The relay P is driven by the output of 25 mS for detecting the overflow of DT, delayed by about 30 mS with a slight allowable value added.

Next, the operation of the circuit of FIG. 1 when the CPU runs away will be described with reference to FIG. This is because the watchdog timer (WDT), which normally operates as shown in (a), is not reset as in (b) as in the case of FIG. It is assumed that an erroneous output (opening 1, 2) is output.

In this case, while the relay T operates by opening and closing 1, the output of the interlock circuit becomes high, but this output is delayed by the timer 2B6, and the output is delayed by 30 m.
It is not output until S has elapsed. However, when 30 ms has elapsed, it is considered that the CPU runaway has been detected and the logic output has returned to normal, so the P relay does not operate as shown in FIG. )
The operating state is maintained as described above, and the accidental opening of the switch does not occur. In other words, a normal command is usually 30 ms
Since it continues even after the passage of time, this distinguishes between normal time and abnormal time.

FIG. 3 is a waveform diagram for explaining the operation when noise is generated in FIG. This is the same as in the case of FIG. 7, noise is generated, and for example, (a), (b)
As described above, it is assumed that an operation command for the C and T relays is generated. In this case as well, the P relay does not operate as in (c), so the X relay also maintains the operating state as in (d), and erroneous opening of the switch as in (e) does not occur. become.

[0017]

According to the present invention, since the interlock circuit is provided and the timer for monitoring the time longer than the time when the WDT overflows is provided, it is possible to reliably prevent erroneous closing and opening of the switch.

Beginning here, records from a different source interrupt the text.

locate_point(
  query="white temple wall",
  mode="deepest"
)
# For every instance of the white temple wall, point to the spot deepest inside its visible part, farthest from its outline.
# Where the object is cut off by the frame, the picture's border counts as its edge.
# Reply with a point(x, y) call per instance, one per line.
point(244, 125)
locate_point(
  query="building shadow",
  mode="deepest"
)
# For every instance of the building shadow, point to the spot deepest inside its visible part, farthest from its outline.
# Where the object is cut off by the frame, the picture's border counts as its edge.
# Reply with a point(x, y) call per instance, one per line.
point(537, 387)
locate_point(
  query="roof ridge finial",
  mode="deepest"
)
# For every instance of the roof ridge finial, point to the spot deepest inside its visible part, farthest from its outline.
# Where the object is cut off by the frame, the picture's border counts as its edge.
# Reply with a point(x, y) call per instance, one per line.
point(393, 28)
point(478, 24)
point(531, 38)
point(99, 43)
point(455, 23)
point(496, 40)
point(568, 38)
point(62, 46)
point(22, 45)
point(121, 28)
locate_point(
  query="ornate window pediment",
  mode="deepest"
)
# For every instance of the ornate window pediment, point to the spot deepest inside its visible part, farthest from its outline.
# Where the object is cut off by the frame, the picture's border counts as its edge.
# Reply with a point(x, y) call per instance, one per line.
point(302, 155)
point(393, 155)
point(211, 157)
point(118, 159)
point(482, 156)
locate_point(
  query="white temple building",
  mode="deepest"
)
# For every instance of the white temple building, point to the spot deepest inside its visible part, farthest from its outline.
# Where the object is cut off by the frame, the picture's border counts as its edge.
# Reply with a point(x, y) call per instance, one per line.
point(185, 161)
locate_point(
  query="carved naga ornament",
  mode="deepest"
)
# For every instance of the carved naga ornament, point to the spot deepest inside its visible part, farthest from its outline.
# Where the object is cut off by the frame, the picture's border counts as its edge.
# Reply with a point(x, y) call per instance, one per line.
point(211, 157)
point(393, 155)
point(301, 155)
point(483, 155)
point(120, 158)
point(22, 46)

Therefore, there is an advantage that the protection can be achieved.

[Brief description of drawings]

FIG. 1 is a circuit diagram showing an embodiment of the present invention.

FIG. 2 is an explanatory diagram for explaining an operation when the CPU of FIG. 1 runs out of control.

FIG. 3 is an explanatory diagram for explaining an operation due to noise in FIG.

FIG. 4 is a schematic diagram showing a general example of a power distribution system.

FIG. 5 is a circuit diagram showing a conventional example.

FIG. 6 is an explanatory diagram for explaining an operation when the CPU of FIG. 5 runs out of control.

FIG. 7 is an explanatory diagram for explaining an operation due to noise in FIG.

[Explanation of symbols]

1 ... Parent station, 2 ... Slave station, 2A ... Command receiving section, 2B ... Relay circuit section, 2B1, 2B2 ... AND gate, 2B3, 2B
4 ... OR gate, 2B5 ... Exclusive OR (EOR) circuit, 2B6 ... Timer, 3 ... Communication line, 4 ... Distribution line, 21 ...
Switch, 22 ... Control transformer, 23 ... Power switch, 2
4 ... Terminal box, C, C1, C2, T, T1, T2, P, X
…relay.

Claims (1)

[Claims] 1. A switch which is provided in a slave station connected to a master station via a communication line, and which receives a command from the master station and controls switches respectively connected to predetermined locations of a distribution line. In the closing / opening circuit, the central processing unit (C
PU) and output each in duplicate, and CP
A monitoring means for timely monitoring the runaway of U, a closing command match detecting means for detecting that two closing commands match, an opening command matching detecting means for detecting that two opening commands match, and two closing commands. When the commands match or when the two opening commands match, an output corresponding to each command is output, and if not, an interlock means for maintaining the state up to that time and an output from the interlock means for a predetermined time. A timer means for delaying the output is provided, and the monitoring time by this timer means is made longer than the monitoring time by the monitoring means so that it does not respond to an erroneous input or erroneous opening command. Switch on / off circuit.